Despite the weak outlook, Stagecoach guaranteed that it will continue to consider rail bidding opportunities where possible and beneficial.

“We take some encouragement from how the UK franchising model is developing. The parent company of a franchised train operator is required to commit loan facilities, which can be drawn down by the train operator where necessary to meet contractual obligations or funding needs,” said Stagecoach.

“We are encouraged by early signs of moderation in the amount of such loan commitments. We are also encouraged to hear that the DfT recognises that the risk sharing arrangements on franchises awarded in recent years leaves train operators too financially exposed to risks outside of their control – in that regard, we welcome moves towards something more akin to a full sharing of revenue risk rather than just risk sharing arrangements based on specific macroeconomic measures.

“We remain, however, concerned that the department may continue to expect train operators to bear significant financial risks in relation to the availability of the train paths required to operate the train services that an operator planned in its franchise bid and/or in relation to Network Rail’s delivery of infrastructure improvements.

“Both of these risks are affected by events outside of a train operator’s control yet can have substantial financial consequences.”

Comments

Andrew Gwilt   28/06/2017 at 20:23

Guess that the East Coast franchise could be taken over by Abellio, Trenitalia, MTR or Japan Railways Co. I think our railways has been overtaken by foreign rail companies that want to make more money and to introduce new trains and services to keep passengers using the trains and to commute and to get people off roads and to use trains. RIP British railway industry. #BringBackBritishRail.

Rick   02/07/2017 at 17:52

So have I got this right? GNER make an optimistic Bid and are succesful, but due to recession and other factors profits fall short - have to return Franchise. National Express make an optimistic Bid and are succesful, but again outside influences destabilise profits and they have to hand Franchise back. Stagecoach make a wildly over-optimistic Bid and again Profts are hit, so they get further golden handshake from Taxpayer? How fair and commercially beneficial Franchising is for everyone (unless you are a taxpayer!)

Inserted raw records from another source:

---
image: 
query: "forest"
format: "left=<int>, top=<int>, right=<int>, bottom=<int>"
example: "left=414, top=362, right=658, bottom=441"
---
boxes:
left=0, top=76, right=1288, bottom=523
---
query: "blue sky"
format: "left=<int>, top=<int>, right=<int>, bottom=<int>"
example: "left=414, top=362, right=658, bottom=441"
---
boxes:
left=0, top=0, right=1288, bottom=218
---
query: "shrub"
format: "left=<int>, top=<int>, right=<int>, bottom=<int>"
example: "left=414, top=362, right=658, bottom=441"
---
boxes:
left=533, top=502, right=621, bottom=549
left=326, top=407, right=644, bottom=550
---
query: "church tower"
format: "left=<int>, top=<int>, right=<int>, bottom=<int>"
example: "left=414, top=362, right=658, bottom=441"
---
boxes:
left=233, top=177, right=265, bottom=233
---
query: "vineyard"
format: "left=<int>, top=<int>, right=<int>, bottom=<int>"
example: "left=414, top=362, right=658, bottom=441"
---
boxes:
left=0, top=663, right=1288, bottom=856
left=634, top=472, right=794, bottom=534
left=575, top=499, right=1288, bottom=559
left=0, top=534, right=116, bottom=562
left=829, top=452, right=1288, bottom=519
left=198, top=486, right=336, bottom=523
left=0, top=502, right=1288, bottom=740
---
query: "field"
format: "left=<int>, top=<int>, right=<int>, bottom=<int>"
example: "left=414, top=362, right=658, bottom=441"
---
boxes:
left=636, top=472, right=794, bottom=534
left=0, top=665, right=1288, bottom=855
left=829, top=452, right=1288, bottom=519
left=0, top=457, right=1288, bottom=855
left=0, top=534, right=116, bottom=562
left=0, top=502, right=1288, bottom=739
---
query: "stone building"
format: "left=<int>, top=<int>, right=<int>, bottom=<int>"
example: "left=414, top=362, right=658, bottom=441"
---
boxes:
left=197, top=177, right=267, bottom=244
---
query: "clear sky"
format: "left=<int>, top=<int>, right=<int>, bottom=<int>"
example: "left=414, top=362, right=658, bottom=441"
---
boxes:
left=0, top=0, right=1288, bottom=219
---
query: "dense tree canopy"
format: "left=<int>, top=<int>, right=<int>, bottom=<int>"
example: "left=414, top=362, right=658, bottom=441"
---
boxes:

Paul   03/07/2017 at 13:23

So Stagecoach win the franchise with a business plan that is over optimistic and fundamentally flawed and then go crying to the DfT to renegotiate, I wonder would they do this if they were making excessive profits. Get real this is business if you lose money you are either incompetent, overpriced or have a poor business model I think you have all 3. You cannot keep providing a poor service and keep saying that the Azuma is coming and will change things for the better. The previous franchise made money and that was a government owned one so if they can make the line profitable why cant you?

Dan   06/07/2017 at 11:48

@Paul, Didn't the government charge the state owned railway considerably less money to run the line, 30% less I believe... Rail franchising is flawed. Not just the franchise bids that are being presented to the DfT but also (and maybe even more) how the DfT evaluate these bids. Are the DfT taking into account how realistic a bid is or do they just look at the bottom line and pick the one with the biggest number?